Alexander Campbell, 1845
It all reached a head in 1889, when a group of churches in Illinois passed the Sand Creek Declaration. Not only did they create a document condemning many northern innovations like missionary societies, full-time ministers, and musical instruments, they went as far as urging Christians to disfellowship with any believer who supported them. Seventeen years later, when officials from the U.S. Census Bureau noted the stark division within the Movement, they wrote Lipscomb to ask his opinion on the matter. He suggested that the two sides were so far apart that it warranted a separate listing in the census for these non-instrumental churches.
Historians are still divided on the impact the Civil War had on the fracture within the Movement. There are some who contend that the split was mainly the result of theological differences (but most who take this position belong to the Church of Christ tribe). It’s my belief that the war created enough animosity between the sides that the differences in theology/methodology were a convenient excuse for the rift.
Our Movement wasn’t the only American religious group that divided because of the Civil War—the Baptists, Methodists, and Presbyterians all experienced splits because of the conflict. But the fact that our unity movement could not emerge from the war intact is one of the darkest moments in our Movement’s history. I always found it interesting that Campbell died just one year after the end of the Civil War. It’s as if he knew that there would be no way to unify the Movement after this devastating conflict. Campbell’s dream of a unified church in a great nation would not become a reality.
MENDING THE BREAK
The stories I’ve offered here aren’t new; they’ve been recorded in countless histories of our Movement. I believe, however, that there is an interconnection of these events that isn’t often acknowledged. Our history of debate and conflict still influences our churches today. Our resting posture is adversarial. We want unity, but want it on our terms. I’ll discuss this further in the next installment of the series, but our desire to protect has overwhelmed our need to collaborate.
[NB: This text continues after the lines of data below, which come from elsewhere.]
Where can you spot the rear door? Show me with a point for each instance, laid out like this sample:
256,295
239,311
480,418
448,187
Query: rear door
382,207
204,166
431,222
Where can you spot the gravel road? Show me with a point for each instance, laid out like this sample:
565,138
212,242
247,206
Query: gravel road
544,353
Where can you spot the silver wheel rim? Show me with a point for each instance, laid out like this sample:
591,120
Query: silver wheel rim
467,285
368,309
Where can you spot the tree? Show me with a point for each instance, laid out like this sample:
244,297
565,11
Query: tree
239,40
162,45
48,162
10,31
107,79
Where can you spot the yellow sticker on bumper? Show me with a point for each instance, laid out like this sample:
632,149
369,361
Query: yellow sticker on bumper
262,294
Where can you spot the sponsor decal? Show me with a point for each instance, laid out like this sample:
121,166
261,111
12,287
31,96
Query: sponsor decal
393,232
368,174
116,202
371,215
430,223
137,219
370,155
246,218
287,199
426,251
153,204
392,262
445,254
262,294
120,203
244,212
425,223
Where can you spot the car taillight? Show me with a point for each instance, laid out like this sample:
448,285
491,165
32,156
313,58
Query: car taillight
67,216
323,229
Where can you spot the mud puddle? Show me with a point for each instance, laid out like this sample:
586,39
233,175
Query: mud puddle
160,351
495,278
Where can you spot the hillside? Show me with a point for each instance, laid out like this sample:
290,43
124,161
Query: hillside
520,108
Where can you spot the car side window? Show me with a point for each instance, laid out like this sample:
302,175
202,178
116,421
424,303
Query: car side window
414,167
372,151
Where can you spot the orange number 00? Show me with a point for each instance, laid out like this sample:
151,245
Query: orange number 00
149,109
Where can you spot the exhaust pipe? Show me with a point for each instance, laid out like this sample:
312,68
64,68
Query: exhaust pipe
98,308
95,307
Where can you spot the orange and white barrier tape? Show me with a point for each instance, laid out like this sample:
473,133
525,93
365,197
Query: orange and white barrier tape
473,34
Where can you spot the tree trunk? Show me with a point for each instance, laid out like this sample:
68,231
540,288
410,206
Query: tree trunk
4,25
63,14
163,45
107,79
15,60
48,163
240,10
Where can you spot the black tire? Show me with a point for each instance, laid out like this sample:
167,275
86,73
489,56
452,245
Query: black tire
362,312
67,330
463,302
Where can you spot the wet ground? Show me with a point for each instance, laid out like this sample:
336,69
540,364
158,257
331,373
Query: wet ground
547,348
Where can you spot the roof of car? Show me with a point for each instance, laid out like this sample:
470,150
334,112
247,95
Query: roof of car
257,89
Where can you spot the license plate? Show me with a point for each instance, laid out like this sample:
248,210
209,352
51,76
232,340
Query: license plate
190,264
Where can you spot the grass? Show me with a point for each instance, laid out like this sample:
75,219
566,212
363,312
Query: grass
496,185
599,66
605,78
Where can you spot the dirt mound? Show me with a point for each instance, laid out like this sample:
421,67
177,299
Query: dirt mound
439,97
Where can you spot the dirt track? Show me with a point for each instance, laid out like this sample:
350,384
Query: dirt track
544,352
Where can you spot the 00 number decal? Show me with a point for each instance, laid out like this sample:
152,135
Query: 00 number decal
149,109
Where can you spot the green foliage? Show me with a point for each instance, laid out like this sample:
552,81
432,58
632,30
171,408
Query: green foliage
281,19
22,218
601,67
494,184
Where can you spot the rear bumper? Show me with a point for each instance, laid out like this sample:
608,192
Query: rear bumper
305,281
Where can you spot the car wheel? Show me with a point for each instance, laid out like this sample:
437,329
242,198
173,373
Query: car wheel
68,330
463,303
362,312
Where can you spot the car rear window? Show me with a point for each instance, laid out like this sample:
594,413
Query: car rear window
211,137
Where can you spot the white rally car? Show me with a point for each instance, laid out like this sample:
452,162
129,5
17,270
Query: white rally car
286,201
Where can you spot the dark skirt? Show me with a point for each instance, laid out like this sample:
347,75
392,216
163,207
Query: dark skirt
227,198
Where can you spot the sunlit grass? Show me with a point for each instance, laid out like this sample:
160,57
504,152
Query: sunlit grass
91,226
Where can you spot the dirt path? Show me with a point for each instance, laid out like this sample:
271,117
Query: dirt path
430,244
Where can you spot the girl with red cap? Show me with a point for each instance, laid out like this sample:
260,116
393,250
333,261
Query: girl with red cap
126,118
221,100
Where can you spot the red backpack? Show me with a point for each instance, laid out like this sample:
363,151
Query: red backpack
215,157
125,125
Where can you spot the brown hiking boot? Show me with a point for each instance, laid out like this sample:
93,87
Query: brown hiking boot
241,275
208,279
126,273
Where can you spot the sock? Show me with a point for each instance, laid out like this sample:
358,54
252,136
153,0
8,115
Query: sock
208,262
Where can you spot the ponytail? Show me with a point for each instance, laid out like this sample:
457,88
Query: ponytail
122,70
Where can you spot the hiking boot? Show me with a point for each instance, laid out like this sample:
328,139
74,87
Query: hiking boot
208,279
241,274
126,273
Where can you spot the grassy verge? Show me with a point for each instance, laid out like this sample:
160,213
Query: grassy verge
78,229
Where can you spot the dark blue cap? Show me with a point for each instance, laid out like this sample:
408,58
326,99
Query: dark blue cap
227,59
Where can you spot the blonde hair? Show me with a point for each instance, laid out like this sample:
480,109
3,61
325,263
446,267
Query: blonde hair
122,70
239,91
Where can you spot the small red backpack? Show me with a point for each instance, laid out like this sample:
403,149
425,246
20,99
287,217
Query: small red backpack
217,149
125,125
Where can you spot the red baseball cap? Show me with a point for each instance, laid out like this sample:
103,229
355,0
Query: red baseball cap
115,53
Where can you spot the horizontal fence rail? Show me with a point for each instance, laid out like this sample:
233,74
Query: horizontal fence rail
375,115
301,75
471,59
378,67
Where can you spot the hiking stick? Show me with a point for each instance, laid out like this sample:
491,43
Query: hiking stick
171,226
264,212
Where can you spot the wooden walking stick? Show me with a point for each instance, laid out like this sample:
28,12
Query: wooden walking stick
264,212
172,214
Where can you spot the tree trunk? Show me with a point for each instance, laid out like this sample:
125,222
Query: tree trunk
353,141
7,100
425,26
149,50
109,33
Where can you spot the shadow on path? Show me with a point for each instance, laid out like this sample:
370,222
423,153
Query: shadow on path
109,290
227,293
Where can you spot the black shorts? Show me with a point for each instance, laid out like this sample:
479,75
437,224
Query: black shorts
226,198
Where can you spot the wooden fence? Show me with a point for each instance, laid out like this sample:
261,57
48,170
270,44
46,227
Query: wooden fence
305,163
An event that took place recently in one of our churches illustrates this point. An elder board determined that their lead ministers were steering the congregation in a direction with which they disagreed. They had no issue with the ministers’ theology, only their methodology. After a short discussion over these issues, the elders’ decided to simply terminate the staffers because of their differing opinions. From coast to coast, leaders of our Movement have expressed shock and outrage, but we really shouldn’t be surprised. In our Movement, fracture is in our DNA. It’s a force that I wish would diminish among our brotherhood, but I’m not sure it’s going anywhere. We’re always fighting.
Elders versus ministers, instruments versus voices, collaboration versus isolation.
We fight. We fracture. We want unity. We don’t want to submit.
It makes Jesus’ prayer in the garden all the more obvious.
Instead of offering my solutions, I’ll lean in on the wisdom of one of our Movement’s scholars. In a recent Christian Standard article about debate, Jon Weatherly encourages us to get introspective. Urging us to examine our motives,
“I need to be humble and self-aware. I need to develop real love for those with whom I disagree, assuming the best about them and listening sincerely to them, as I want them to do for me. I should treat my adversaries respectfully, as individuals. I should save apocalyptic language for the actual apocalypse, and judgment for the true Judge.”
The story from the video is content from a Master’s thesis I completed at Xavier University. Since some of you might be searching for the cure to insomnia, I’m linking it here.
The most popular Movement book about Campbell’s debates is JJ Haley’s Debates That Made History.
There are quite a few books that go deeper into the Civil War issue in the Movement. Among them are David Edwin Harrell’s The Social Sources of Division in the Disciples of Christ, 1865-1900; Bill Humble’s The Influence of the Civil War; and Ben Brewster’s Torn Asunder: The Civil War and the 1906 Division of the Disciples. These served as the primary sources for my work here.